There is a study released today about news consumption habits by young people 8-12 and 13-16 years old: News and Australian Children: How Young People Access, Perceive and are Affected by the News.
The first point made in the key findings of the report is about how young people receive news from family and friends, including teachers (from the infographic). Trust is extremely high.
My problem with the reporting in the Conversation is focuses on ‘fake news’. ‘Fake news’ has tabloid ‘outrage’ news value among an educated audience, but it is not actually that interesting from a research perspective.

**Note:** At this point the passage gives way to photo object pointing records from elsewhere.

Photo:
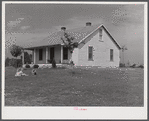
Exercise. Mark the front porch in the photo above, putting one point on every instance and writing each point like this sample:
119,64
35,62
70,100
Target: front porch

After being part of three Digital News Reports (2015, 2016 and 2017) the key critical question for me is, how do children and young people develop news literacy and their own sources of news as they mature? If they are accessing news via their family and friends, does this mean this is how they also develop news literacy? By imitating the critical relationships based on cultural values and social norms of their parents? In our research low levels of trust in mainstream news have been interpreted as relatively high levels of critical news literacy. How does this work in the context of young people developing their own news literacy if they have extremely high levels of trust in their primary sources of news?
Critical News Literacies?
What is the relationship between perceptions of bias (key finding 3) and the capacity to spot ‘fake news’ (key finding 4)? Arguably ‘fake news’ is irrelevant compared to the ideological framing of most of the mainstream news. The key development of 8-12 to 13-16 year olds seems to be the radical reduction in the percentage share of those responding to the survey who don’t know about various measures of bias (Figures 18-20). That is, there is roughly half the number of young people who responded ‘I don’t know’ to questions 13-16 year olds compared to 8-12 year olds. Rightly or wrongly having a view on the bias of news representations demonstrates critical or discerning engagement and this increases.
Good points! Fake news is old news. Very old news. And, ironically, a pretty badly formed concept.